1. Where the official roster is published and downloadable
The canonical public-facing place to view and download a resolution’s cosponsor list is Congress.gov, the Library of Congress legislative site, which has a dedicated “Cosponsors” view for each bill, amendment, or resolution (for example, the cosponsor page for H.Res.581) and includes sortable displays and cosponsor statistics [2] [3]. For the internal, procedural form that Members use to add themselves as cosponsors, the Office of the Clerk and House Cloakroom make an official cosponsorship form available for download—House Republican Cloakroom explicitly instructs Members to download a cosponsor sheet from its site or the Clerk’s office and explains how that sheet is attached to a bill [1]. The Clerk’s processes and the downloadable forms it issues are described in Library of Congress/CRS material explaining sponsorship and cosponsorship procedures [4].

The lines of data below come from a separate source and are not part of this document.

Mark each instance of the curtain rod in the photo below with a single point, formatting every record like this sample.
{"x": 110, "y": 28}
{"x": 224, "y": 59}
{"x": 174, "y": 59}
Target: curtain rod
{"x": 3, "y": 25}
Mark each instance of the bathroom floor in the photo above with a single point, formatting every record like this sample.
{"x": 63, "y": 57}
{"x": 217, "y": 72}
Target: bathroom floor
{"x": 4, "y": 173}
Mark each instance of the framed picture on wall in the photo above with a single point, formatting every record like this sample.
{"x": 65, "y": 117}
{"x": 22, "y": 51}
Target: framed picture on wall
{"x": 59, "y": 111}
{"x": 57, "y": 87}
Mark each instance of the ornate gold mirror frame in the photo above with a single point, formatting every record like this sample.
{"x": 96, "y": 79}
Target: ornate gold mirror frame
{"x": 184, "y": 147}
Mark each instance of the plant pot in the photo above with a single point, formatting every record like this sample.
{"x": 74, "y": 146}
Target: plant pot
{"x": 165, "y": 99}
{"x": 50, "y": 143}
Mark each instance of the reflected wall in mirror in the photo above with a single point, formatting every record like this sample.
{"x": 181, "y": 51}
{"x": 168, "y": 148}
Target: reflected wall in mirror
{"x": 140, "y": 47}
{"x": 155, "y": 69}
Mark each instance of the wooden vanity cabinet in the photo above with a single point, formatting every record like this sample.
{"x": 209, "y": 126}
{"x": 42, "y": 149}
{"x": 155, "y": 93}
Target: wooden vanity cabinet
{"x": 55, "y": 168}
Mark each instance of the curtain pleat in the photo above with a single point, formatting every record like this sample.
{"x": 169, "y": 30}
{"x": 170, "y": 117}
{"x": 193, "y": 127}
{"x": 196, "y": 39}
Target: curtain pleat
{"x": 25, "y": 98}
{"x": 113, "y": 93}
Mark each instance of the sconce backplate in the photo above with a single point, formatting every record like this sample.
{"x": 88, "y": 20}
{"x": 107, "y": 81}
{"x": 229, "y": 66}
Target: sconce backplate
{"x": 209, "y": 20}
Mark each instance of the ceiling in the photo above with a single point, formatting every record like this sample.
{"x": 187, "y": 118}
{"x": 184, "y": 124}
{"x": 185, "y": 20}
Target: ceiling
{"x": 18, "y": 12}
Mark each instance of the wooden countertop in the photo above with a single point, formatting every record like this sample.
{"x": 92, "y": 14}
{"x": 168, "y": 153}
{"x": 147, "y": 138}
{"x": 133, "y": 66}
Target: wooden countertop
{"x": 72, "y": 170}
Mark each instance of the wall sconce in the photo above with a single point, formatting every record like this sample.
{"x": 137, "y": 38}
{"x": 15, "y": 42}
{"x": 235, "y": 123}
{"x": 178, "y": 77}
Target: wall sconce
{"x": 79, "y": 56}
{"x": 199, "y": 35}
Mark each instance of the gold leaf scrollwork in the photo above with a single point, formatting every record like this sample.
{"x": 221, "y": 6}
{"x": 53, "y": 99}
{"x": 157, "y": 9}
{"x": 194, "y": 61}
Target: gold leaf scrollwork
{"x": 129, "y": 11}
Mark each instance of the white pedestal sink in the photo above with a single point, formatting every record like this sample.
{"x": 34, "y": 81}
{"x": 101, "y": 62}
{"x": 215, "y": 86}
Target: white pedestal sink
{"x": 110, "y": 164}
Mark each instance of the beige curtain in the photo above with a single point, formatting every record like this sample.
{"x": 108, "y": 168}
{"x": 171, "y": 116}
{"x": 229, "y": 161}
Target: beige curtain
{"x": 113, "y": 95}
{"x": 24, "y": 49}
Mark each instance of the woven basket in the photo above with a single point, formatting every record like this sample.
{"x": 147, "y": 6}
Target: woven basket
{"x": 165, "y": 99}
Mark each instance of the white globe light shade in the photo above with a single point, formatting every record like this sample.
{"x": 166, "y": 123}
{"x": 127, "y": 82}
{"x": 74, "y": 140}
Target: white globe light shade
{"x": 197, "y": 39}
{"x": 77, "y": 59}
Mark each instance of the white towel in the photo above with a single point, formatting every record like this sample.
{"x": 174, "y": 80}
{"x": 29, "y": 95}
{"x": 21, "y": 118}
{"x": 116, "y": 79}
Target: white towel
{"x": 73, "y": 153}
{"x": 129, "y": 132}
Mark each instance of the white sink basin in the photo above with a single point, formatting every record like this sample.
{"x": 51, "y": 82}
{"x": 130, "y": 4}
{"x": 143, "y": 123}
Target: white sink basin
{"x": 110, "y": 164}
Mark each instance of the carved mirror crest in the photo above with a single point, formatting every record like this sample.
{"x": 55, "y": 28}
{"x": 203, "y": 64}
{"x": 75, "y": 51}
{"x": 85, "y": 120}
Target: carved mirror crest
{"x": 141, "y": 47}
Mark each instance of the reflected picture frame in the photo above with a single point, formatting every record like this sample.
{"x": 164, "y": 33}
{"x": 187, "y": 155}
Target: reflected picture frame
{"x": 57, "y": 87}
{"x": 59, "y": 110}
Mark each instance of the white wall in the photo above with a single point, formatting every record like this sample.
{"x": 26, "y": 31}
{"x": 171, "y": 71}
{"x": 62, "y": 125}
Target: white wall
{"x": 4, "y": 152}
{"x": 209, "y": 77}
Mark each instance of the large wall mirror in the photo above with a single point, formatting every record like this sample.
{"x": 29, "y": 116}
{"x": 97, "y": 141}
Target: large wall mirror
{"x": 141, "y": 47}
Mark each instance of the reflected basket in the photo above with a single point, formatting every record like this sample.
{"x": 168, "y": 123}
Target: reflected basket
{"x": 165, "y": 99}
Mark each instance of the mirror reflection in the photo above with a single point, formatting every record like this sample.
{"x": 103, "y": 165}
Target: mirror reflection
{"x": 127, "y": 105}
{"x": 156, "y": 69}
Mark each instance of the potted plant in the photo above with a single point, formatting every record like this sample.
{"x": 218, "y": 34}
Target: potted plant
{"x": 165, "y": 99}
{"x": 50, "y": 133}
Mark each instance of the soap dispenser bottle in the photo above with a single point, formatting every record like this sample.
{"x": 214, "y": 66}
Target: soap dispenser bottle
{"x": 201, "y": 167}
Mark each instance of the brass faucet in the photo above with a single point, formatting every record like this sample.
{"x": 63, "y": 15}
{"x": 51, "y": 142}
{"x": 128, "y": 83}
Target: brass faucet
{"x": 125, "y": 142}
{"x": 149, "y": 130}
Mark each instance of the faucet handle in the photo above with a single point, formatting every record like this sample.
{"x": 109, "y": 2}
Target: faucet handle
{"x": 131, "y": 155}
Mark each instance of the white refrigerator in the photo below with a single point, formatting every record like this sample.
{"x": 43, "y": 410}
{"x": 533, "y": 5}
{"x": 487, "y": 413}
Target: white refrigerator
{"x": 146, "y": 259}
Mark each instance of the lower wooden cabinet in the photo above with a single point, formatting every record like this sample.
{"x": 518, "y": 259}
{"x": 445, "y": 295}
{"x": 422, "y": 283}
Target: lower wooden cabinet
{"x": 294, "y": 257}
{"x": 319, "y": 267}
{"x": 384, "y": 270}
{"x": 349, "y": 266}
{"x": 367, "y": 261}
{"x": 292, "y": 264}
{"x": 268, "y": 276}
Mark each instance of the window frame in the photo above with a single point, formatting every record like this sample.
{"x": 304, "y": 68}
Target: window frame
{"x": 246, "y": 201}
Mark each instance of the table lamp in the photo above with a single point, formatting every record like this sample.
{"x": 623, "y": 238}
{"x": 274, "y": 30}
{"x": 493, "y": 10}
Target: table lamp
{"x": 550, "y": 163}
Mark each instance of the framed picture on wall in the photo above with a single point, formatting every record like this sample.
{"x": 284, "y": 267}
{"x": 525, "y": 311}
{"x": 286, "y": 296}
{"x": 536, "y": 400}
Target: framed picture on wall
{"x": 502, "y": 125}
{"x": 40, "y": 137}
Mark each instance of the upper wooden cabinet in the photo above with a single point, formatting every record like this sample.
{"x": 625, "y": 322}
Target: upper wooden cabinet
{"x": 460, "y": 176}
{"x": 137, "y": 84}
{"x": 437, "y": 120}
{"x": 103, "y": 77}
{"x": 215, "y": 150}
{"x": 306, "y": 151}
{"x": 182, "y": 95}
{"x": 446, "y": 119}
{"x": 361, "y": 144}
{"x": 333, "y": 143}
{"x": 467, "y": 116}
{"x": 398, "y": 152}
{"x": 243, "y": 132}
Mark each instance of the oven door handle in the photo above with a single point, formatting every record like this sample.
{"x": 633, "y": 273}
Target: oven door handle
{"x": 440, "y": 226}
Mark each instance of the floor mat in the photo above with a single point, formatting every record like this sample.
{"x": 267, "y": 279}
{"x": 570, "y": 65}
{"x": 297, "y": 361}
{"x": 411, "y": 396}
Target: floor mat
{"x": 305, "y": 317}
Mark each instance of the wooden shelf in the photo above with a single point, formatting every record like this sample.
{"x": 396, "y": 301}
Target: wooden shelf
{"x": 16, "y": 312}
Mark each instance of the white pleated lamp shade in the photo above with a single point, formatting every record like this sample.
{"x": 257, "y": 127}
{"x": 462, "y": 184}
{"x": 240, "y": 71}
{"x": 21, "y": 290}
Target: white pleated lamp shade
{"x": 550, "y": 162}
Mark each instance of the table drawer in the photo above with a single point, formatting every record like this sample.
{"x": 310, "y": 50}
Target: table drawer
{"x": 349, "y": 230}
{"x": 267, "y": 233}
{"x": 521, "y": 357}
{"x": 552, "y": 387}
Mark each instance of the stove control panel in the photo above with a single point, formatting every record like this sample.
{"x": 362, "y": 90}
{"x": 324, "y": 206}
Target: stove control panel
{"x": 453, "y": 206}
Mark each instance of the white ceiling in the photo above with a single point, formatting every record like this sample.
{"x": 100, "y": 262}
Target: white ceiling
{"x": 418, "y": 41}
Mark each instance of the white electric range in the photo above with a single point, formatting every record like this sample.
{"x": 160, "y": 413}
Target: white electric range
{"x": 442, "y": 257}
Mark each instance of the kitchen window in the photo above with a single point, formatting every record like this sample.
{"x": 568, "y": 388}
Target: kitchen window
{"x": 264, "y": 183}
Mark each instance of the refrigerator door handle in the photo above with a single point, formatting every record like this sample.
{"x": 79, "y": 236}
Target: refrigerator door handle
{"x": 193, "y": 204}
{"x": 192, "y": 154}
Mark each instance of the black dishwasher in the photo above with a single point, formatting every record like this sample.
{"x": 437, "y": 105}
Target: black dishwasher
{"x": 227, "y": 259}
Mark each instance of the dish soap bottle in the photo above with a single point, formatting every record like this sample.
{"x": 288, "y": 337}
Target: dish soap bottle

2. How the roster is created: clerk forms, the hopper and electronic submissions
Cosponsor lists originate in formal submissions to the Clerk: Members may add their names on a printed cosponsorship form dropped in the “hopper” or submit the names electronically to the Clerk’s eHopper system, and sponsors must follow Rule XII formalities when required [4]. The Republican Cloakroom guidance reiterates that Members may submit cosponsor sheets physically or through internal channels and specifies how many names fit on a sheet—procedural details that underlie the official roster seen publicly [1]. EveryCRS and Congress.gov explain the linkage: the Clerk’s office compiles cosponsor names from these forms and that compilation is the basis for what appears as “original” or “additional” cosponsors on publicly accessible records [4] [5].
3. Where to download the practical files used by House offices
For staff or Members seeking the exact cosponsor form used inside the House, the Cloakroom site and the Clerk’s office are the authoritative sources for the downloadable PDF forms; the Cloakroom page explicitly provides the cosponsor sheet and instructions for submission and handling [1]. The publicly downloadable roster that most journalists, researchers, and the public will use is the per-measure cosponsors page on Congress.gov, which offers sorting and export-friendly displays so the public can obtain the names and statistics for any given resolution [2] [3].
4. How often the public roster is updated — what the record shows and what it doesn’t
Congress.gov presents cosponsor statistics labeled “current” and lists additions and withdrawals on individual measure pages [3] [6], indicating that the site reflects changes maintained by the Clerk, but none of the provided sources declare a strict, published polling interval (for example, “updated every X minutes”); instead, the CRS and Clerk descriptions focus on the submission mechanisms (paper or electronic) that produce updates rather than a public refresh cadence [4] [5]. In practice, the public roster is updated as the Clerk processes submissions: entries added by the Clerk via the hopper or eHopper become part of the official record that Congress.gov displays, but the exact latency between a Member’s submission and the live Congress.gov page is not specified in the cited materials [4] [2].
5. Practical takeaway and transparency caveats
For anyone needing the authoritative list: download the measure’s “Cosponsors” page from Congress.gov for the public, exportable roster and, for internal procedural forms, use the Clerk’s or Cloakroom’s downloadable cosponsor sheet; both sources are explicitly documented in House and Library of Congress materials [2] [1] [4]. A final caveat: while Congress.gov displays “current” cosponsor statistics and lists, the available sources document the clerical submission process but do not promise a defined, machine-readable update interval—so users should expect updates to follow Clerk processing rather than occur on a published fixed schedule [3] [4].